A person with weak faith may believe the verse and have serious doubts about his salvation and his spiritual state. There is no doubt that he is saved, but he is not sure in himself that he is. He cannot just depend on that verse alone, he needs something else. God, in his grace and mercy, may provide some sensory indication or experience to bolster his faith to make him feel more saved. It may be a sense of the presence of God with him, or a friend coming to him and acknowledging the fundamental change he can see in his life.
It is the same with the baptism with the Spirit. A person with strong faith will ask God according to the Scripture, "Ask in the will of God and you will receive", then he will receive it by faith, and then believe that he is baptised with the Spirit on the basis of the written promise, without any supporting emotion or sensory manifestation. Someone may ask how he knows he is baptised with the Spirit and he may answer, "Because God's Word says I am, period." A person with weak faith may need to have some sensory manifestation like trembling, jerking, falling over, automatically speaking in tongues, goosebumps up the spine to assure him that he is baptised with the Spirit. Believers with weak faith demand that tongues be the initial evidence of the baptism with the Spirit, when the initial evidence is actually faith in the written Word.

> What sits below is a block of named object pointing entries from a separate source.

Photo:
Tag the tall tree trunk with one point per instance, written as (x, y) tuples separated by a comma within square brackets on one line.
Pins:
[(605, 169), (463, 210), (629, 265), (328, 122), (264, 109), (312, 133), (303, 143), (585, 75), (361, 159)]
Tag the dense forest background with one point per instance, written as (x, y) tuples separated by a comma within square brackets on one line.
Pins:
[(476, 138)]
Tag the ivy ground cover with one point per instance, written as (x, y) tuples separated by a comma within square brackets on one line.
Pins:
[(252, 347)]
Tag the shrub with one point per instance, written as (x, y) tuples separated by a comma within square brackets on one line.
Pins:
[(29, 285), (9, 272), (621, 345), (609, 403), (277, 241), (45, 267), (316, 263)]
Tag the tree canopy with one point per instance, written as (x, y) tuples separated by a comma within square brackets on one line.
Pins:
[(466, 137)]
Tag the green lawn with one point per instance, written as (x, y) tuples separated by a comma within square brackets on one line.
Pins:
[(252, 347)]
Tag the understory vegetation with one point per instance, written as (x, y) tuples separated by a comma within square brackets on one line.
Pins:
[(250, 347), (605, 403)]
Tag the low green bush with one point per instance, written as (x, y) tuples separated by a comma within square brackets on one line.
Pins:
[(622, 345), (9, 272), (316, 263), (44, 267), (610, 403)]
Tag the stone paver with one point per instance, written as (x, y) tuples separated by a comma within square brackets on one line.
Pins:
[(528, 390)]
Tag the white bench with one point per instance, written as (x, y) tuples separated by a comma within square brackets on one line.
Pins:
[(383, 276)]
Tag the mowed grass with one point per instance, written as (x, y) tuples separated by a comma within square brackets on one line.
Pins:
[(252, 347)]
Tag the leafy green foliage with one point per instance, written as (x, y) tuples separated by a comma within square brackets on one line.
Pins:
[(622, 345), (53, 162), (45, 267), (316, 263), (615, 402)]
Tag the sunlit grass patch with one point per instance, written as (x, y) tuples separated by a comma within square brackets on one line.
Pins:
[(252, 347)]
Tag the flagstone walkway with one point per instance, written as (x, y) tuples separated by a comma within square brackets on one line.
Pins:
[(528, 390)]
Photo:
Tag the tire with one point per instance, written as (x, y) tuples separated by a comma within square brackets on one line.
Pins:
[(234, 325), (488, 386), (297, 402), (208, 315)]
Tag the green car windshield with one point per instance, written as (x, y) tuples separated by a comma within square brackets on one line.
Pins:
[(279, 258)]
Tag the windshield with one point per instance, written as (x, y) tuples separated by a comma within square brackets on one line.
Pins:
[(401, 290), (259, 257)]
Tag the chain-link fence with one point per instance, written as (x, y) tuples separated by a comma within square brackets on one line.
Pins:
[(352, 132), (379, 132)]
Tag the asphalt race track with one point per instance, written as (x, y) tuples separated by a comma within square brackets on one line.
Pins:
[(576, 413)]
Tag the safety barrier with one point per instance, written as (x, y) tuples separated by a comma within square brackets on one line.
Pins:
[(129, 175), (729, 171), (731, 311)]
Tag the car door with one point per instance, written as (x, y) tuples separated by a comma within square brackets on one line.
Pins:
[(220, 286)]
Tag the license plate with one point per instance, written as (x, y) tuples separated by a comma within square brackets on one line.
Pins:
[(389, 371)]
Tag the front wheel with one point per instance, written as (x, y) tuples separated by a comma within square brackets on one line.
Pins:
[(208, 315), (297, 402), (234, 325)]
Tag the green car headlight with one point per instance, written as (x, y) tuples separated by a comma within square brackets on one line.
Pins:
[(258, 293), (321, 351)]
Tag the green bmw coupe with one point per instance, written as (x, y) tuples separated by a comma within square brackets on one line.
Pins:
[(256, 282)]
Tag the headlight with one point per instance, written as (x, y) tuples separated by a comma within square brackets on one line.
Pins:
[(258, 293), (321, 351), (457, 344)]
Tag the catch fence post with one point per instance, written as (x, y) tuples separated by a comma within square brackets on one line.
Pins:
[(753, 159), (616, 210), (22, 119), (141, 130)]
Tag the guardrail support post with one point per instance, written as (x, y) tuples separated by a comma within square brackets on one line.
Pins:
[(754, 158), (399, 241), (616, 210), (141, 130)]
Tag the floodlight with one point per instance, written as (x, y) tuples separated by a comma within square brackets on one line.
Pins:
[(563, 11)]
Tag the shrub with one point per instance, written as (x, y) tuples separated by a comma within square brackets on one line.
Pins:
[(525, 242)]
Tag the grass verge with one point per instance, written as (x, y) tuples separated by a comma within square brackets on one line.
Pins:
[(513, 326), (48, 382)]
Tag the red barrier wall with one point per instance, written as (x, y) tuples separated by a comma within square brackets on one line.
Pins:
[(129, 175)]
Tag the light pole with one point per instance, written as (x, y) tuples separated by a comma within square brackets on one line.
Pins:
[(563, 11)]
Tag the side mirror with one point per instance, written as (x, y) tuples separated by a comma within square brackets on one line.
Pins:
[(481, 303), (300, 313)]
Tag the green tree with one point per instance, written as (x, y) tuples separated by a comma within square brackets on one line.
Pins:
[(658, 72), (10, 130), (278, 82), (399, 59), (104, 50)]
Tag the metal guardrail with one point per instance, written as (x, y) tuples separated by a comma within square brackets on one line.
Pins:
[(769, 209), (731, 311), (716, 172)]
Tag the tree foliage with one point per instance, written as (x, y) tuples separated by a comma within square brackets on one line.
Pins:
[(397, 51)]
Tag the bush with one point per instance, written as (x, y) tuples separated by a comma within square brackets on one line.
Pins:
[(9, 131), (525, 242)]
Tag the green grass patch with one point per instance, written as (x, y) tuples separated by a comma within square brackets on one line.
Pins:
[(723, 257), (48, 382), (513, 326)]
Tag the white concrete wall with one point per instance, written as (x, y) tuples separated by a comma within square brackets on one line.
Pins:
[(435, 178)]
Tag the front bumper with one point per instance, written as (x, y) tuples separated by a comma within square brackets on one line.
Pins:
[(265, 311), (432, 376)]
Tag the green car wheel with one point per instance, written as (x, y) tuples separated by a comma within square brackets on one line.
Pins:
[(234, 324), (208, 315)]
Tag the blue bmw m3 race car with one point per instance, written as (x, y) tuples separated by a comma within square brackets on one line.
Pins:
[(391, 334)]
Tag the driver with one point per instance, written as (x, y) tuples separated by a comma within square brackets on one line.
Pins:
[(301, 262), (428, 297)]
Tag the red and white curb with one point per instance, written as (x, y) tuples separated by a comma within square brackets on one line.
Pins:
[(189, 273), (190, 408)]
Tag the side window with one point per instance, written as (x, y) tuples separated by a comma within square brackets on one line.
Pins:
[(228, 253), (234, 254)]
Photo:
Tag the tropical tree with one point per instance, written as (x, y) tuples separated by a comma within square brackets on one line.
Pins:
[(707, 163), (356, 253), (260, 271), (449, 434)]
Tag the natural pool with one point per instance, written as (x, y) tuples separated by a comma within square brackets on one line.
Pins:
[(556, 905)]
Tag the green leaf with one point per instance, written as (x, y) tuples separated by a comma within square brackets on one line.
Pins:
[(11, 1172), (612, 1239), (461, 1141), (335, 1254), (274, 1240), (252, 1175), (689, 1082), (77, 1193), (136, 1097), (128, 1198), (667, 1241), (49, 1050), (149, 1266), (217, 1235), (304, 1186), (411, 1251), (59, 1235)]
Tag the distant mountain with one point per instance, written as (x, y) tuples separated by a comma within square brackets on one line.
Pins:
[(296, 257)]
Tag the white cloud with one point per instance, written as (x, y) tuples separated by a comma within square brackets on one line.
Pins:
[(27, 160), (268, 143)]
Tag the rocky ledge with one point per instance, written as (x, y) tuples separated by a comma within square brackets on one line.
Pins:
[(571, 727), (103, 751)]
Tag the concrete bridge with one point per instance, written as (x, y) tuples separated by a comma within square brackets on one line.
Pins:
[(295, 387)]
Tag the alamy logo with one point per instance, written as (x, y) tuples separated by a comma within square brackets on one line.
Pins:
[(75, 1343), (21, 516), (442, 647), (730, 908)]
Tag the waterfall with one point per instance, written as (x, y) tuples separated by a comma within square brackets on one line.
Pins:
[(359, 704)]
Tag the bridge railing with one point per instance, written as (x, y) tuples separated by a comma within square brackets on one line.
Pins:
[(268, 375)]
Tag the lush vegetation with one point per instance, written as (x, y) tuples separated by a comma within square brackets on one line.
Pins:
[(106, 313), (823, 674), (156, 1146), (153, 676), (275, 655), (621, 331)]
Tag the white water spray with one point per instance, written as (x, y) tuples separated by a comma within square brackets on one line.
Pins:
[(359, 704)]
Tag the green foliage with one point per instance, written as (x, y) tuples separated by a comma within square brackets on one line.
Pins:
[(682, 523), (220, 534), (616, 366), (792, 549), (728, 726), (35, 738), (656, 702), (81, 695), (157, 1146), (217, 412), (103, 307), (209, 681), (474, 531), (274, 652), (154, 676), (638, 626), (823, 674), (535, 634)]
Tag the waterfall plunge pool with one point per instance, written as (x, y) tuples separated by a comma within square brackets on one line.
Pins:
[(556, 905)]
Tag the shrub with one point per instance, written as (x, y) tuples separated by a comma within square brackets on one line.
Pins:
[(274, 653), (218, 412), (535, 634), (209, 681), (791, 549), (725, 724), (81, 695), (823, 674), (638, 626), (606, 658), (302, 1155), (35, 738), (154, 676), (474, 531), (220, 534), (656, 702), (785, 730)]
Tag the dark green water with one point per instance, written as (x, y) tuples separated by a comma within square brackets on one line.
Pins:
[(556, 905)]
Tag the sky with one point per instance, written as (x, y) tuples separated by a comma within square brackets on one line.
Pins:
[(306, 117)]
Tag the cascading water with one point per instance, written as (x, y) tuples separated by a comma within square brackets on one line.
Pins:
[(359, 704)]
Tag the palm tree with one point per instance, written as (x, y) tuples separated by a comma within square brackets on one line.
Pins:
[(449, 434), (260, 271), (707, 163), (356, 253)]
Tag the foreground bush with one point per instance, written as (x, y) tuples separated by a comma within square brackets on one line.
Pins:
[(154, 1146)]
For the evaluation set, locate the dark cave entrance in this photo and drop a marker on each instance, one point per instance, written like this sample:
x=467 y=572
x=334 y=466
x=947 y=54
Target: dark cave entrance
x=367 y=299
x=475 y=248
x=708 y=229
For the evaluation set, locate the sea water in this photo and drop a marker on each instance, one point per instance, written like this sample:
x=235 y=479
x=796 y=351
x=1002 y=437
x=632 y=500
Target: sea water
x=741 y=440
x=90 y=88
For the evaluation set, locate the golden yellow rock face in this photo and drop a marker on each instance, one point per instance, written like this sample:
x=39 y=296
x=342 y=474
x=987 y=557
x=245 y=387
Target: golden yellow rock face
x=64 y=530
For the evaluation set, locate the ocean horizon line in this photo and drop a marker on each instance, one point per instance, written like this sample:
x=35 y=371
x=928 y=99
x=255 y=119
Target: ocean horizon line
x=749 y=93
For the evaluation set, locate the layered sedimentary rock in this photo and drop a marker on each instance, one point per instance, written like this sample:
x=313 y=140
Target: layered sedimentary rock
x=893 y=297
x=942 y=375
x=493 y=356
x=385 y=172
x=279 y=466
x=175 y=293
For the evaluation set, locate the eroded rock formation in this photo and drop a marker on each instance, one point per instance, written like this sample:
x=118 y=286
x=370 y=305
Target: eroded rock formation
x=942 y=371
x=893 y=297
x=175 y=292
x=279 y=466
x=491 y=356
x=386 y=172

Now concerning tongues. I said, "automatic tongues" before, because some have had this experience when receiving the baptism with the Spirit. It is not an act of faith on their part. It is something that the Holy Spirit has done in them to bolster their weak faith. It just came out without the person actually choosing it to happen.
But to receive the on-going ability to speak in tongues, one must take the steps of faith to receive it - ask for it, receive it by faith, start forming words, phrases and sentences as a deliberate act of faith. Then the flow of the prayer language starts as the Holy Spirit inspires the words. Notice I said that it is a flow of language, not a compulsion. The person is in absolute control about when and how he speaks and the prayer-words he chooses, but it is the Holy Spirit who inspires the words as the person voluntarily speaks them. A person with strong faith will use his prayer language, believing that God hears and understands, on the basis that he asked for the ability according to the promise that he will receive what he asked for according to God's will for him, and that by actually receiving it from God's hands, that he will receive the real thing and not something counterfeit.
A person with weak faith will wait for something to bubble up from within him before he will start speaking, or he will expect the Holy Spirit to control his mouth and tongue while he remains passive.
A person with no faith in the Word concerning tongues will believe that it is either not for today, or not for him, and therefore will never use it as a tool for powerful prayer.